Pruning Speedup

class nni.compression.pytorch.speedup.ModelSpeedup(model, dummy_input, masks_file, map_location=None, batch_dim=0, confidence=8, customized_replace_func=None)[source]

This class is to speedup the model with provided weight mask.

Parameters
  • model (pytorch model) – The model user wants to speedup

  • dummy_input (pytorch tensor, tuple of tensor, list of tensor) – Note: The first dimension of the dummy_input should be the batchsize. The dummy input for `jit.trace`, users should put it on the right device.

  • masks_file (str/dict) – The path of user provided mask file, or the mask object

  • map_location (str) – the device on which masks are placed, same to map_location in `torch.load`

  • batch_dim (int) – the index of batch dimension in the dummy_input

  • confidence (the confidence coefficient of the sparsity inference. This value is) – actually used as the batchsize of the dummy_input.
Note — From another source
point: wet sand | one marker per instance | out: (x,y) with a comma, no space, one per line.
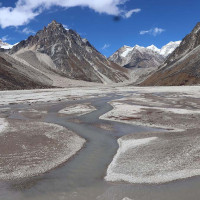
(82,177)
  • customized_replace_func (None/Dict) –

    If customized_replace_func is not None, then we will use the given function to replace the corresponding modules. The key of the dict is the opertor types and the value is the replace function of corresponding opertor. The replace function should take two input parameters, one is the original module, the second input parameter is tuple of the input mask, output mask and weight mask. This replace function should prune the module accordingly. Here is an example of the replace function(more examples can refer to compress_modules.py):

    def example_replace(ori_module, masks):
        in_mask, out_mask, weight_mask = masks
        # prune the ori_module to a new smaller module according to the mask
        return new_small_module
    

infer_modules_masks()[source]

Infer the mask for all layers in the module, this function can be divided into two steps: first, forward inference of the the masks. Second, backward inference of the mask. We keep repeating these two steps until the masks of the model doesn’t change.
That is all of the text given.